I feel like I am nearing the end of my study of biblical teaching on LGBT issues--not because I have established definitive conclusions that can be demonstrated chapter and verse, but because (as with so many subjects of modern interest) there is insufficient explicit teaching.

"What's that?" you gasp. "A topic that the Bible doesn't conclusively address? A monstrous suggestion!"

Well, not really. Of the controversial topics which have occupied a good deal of my professional and personal life, very few can be said to have the benefit of a clear body of biblical material which one can easily apply in sorting them out. Advice and opinion from equally fair-minded Christians has been all over the map. These issues include, in no particular order:
  • Whether there is a Christian way of doing business. Canada's richest and most successful Christian businessperson says that there is not.
  • Which political party to support, or even whether to vote at all.
  • Whether one should bear arms or participate in war. My conscientious objector father-in-law, and my father who fought in WW2 and later became a cop, might see the matter differently.
  • The acceptability of abortion under any circumstances.
  • Ditto with euthanasia and physician-assisted suicide.
  • Contraception. My Roman Catholic friends have a well-worked out opinion on this which I don't happen to agree with.
  • Labour relations and the role of the strike weapon, particularly in the public sector (e.g., strikes by teachers and nurses).
  • Vast areas of business ethics.
  • Setting up independent, faith-based institutions (I taught at evangelical Trinity Western University for eighteen years, and worked for five years for the Christian Labour Assoc. of Canada, a Christian labour union) versus living out one's faith with integrity within secular and pluralistic systems (I have been a public school trustee for twenty-seven years and lectured at the Univ. of British Columbia).
  • Bankruptcy. I wrote a book on this topic and encountered vastly different opinions on its morality both among people of faith and in society generally.
  • The role/status of women in church and the family. While this issue is not what it once was (thank goodness), there are still many churches here in Abbotsford (which has over 100 such institutions for a city of approximately 140,000 citizens) where the muzzle is for all intents and purposes still firmly applied when it comes to women preaching/teaching and giving church leadership. 
  • Capitalism versus socialism versus some other 'ism'. My wife's Mennonite cousin in Waterloo Ontario told me that Mennonites in his area typically vote NDP based on their commitment to social justice. He was gobsmacked when I told him the Mennonites here in British Columbia more often vote Conservative.
  • What constitutes "the Gospel". 
  • Divorce and remarriage.
  • The acceptability of drinking alcohol. I side with Jesus on this one and indulge in all forms of the grape. A former academic vice-president at Trinity Western clearly saw such behaviour as sinful and only recently was the outright ban on TWU employees taking a drink finally lifted.
  • Whether Hell or Heaven is the default destination for all human beings from birth.
I could go on, but I think you get my drift. At one time or another I have heard what are alleged to be biblically-based answers to all of these questions, but in almost every case the answers were as varied as the colours of the rainbow.

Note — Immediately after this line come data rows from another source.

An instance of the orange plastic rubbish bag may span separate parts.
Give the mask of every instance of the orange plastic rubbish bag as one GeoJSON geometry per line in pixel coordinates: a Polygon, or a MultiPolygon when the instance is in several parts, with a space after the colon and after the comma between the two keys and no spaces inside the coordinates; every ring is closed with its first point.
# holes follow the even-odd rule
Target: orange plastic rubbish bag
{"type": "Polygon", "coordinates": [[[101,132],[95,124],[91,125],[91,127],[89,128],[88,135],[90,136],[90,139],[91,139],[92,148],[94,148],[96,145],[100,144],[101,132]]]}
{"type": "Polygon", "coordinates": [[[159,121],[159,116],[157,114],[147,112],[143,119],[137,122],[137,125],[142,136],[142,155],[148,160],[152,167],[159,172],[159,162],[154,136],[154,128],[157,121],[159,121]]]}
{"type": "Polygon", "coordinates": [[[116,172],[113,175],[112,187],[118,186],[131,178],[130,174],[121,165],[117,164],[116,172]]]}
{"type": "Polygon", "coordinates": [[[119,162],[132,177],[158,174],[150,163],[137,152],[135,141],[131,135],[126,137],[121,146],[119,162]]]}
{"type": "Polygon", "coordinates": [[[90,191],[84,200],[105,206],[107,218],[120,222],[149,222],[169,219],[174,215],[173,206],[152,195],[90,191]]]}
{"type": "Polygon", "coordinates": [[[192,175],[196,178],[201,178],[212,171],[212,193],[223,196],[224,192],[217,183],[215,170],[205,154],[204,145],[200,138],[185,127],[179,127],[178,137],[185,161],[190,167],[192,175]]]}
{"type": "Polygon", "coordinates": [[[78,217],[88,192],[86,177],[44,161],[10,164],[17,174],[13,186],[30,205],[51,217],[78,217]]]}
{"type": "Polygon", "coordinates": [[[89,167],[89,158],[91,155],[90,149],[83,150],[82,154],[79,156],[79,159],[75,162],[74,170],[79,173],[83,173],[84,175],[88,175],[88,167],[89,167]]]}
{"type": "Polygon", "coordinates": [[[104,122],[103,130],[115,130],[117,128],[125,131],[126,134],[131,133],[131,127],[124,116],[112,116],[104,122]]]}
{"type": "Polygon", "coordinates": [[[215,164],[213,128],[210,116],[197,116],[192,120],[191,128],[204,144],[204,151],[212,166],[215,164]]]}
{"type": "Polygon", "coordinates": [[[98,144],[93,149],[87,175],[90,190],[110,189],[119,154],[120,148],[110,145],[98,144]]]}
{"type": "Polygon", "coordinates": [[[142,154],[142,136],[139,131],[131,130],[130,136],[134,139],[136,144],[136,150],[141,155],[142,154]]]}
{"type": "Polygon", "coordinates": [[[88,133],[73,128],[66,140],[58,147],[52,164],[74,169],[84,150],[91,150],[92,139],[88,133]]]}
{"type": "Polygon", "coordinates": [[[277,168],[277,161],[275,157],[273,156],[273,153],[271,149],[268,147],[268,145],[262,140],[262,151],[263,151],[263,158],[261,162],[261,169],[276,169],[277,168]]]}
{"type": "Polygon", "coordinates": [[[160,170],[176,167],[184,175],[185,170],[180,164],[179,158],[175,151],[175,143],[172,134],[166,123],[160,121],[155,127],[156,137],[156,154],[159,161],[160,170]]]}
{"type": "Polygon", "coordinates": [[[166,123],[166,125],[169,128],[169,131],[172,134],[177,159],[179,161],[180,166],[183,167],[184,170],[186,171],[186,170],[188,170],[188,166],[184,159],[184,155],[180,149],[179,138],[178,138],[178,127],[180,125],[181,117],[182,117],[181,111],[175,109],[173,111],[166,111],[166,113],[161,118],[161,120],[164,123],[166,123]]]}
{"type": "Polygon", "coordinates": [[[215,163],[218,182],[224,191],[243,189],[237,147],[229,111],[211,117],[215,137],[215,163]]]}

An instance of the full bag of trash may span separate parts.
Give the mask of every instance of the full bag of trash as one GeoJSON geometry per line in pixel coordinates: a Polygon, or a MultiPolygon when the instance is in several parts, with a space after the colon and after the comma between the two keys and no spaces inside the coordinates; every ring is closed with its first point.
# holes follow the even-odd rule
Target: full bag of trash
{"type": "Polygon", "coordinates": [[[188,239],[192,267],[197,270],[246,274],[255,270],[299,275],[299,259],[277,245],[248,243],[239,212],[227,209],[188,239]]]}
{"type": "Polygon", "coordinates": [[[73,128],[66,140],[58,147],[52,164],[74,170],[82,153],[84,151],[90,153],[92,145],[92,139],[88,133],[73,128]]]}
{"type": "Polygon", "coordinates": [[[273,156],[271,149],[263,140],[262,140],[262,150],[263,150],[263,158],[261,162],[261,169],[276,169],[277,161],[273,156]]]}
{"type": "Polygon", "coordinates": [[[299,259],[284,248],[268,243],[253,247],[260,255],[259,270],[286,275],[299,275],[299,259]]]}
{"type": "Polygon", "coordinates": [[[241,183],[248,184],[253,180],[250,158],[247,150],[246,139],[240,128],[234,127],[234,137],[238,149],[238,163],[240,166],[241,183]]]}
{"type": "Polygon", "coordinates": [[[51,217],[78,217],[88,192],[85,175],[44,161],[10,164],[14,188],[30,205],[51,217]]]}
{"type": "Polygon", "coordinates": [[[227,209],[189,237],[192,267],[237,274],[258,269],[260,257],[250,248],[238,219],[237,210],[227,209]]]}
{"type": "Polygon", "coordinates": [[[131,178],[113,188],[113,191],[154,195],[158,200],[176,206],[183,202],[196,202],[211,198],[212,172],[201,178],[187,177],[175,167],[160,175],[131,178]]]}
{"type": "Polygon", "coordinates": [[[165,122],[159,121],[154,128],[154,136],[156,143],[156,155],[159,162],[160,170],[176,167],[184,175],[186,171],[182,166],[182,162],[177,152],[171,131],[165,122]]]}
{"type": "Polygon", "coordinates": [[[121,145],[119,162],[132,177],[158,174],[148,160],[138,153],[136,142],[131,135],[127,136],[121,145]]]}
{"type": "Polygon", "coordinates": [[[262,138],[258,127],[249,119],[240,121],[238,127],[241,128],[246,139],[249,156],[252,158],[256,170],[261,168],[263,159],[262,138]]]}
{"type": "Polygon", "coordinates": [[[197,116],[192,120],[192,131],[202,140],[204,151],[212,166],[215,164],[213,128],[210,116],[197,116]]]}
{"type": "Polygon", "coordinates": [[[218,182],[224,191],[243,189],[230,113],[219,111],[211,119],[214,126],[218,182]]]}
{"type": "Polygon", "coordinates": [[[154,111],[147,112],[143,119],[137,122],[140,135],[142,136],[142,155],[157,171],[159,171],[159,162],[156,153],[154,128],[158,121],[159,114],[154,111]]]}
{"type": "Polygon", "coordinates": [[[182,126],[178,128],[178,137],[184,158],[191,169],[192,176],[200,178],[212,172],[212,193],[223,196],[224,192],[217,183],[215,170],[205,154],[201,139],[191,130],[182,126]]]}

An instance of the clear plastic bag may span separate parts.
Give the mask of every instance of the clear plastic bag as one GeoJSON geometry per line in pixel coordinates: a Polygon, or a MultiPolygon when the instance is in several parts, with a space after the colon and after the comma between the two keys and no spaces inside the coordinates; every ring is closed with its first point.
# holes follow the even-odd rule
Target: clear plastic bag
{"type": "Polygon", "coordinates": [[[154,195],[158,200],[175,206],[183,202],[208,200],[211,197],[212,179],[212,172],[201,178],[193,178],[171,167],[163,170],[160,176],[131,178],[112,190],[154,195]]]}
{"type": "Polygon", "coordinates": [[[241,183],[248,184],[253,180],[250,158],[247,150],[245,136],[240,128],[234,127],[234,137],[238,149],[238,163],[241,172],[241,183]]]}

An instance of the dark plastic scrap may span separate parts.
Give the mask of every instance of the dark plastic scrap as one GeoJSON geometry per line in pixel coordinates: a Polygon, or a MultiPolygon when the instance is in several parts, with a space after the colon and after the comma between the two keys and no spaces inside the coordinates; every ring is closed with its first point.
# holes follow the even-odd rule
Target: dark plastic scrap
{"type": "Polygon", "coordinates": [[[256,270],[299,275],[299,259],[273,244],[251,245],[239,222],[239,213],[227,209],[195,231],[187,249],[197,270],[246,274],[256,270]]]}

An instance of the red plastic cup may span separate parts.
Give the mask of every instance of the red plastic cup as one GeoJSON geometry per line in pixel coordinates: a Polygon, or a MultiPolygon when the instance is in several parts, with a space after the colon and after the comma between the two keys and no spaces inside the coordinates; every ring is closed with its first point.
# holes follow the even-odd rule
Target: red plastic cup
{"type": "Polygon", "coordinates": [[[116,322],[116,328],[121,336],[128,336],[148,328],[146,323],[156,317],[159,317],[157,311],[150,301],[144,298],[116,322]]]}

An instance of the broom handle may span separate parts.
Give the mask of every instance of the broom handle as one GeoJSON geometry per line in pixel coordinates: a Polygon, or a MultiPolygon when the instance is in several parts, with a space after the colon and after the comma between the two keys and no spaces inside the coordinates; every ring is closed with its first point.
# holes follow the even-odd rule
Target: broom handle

Which brings me back to matters LGBT. What I hope that I've demonstrated is--while taking a high view of the infallibility and relevance of scripture--that whether all forms of sexual relations between people of the same gender are unacceptable to God is not nearly as clear cut as those who boycotted World Vision for a day or two see it to be--quite the opposite in my opinion. When explicit teaching is missing, we have to go with principles, values, and objectives underlying biblical material, and with the broader context within which the teaching occurs.

I know that some of you, despite my best attempts to dissuade you, will go right back to Leviticus and its "unambiguous" teaching in chapters 18 and 20.  So I want to take one last crack at the dangers of using of Old Testament legal material to define present-day morality. And I want to do this for the following reason:

Taking Leviticus at its word, we have to say that there were times when Jesus must have been, in his Father's eyes, unclean.